Microcefalia é um termo de origem grega usado pelos médicos para designar uma condição em que as crianças nascem com a cabeça pequena demais para o tempo de gestação. A maioria delas, segundo especialistas, é saudável. Apenas uma pequena parte nasce com microcefalia em decorrência de problemas de desenvolvimento que deixam o cérebro menor. Nesses casos, não há cura. Um bebê pode nascer com o cérebro pequeno demais por causa de uma série de defeitos genéticos – há ao menos 16 genes conhecidos associados ao problema.

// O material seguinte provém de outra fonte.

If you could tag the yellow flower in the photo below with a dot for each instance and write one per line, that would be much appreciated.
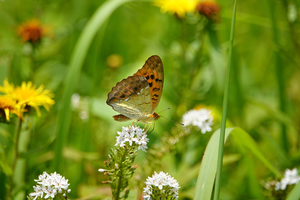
(180, 7)
(7, 106)
(32, 31)
(27, 95)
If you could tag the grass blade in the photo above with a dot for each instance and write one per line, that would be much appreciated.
(207, 172)
(77, 59)
(225, 104)
(295, 193)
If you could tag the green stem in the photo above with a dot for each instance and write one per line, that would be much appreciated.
(225, 104)
(279, 74)
(120, 175)
(15, 159)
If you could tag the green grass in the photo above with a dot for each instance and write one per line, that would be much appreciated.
(263, 109)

Mas também pode ter microcefalia em consequência de razões ambientais, como o consumo de álcool ou exposição a produtos tóxicos na gestação, ou de uma série de infecções, como as causadas pelo vírus da rubéola e do herpes, pelo parasita da toxoplasmose ou pela bactéria da sífilis.
A possibilidade de o zika também causar o problema soou o alerta geral pela facilidade com que o vírus se dissemina. Considerado inofensivo por muito tempo, o zika entrou no Brasil entre 2014 e 2015 e, segundo o Ministério da Saúde, já pode ter infectado 1,4 milhão de pessoas. Nesse mesmo tempo, detectou-se um aumento nos casos de microcefalia, em especial na região Nordeste. De 2000 a 2014, o ministério registrou a média anual de 164 casos de microcefalia. Mas, de outubro de 2015 a 20 de fevereiro deste ano, o número de casos confirmados alcançou 583.
Em meio ao surto, políticos e autoridades da saúde chegaram a afirmar que o país estaria diante da mais terrível epidemia dos últimos tempos, que, se não fosse contida, poderia deixar toda uma geração de brasileiros com danos neurológicos ou, como disseram, “sequelados”.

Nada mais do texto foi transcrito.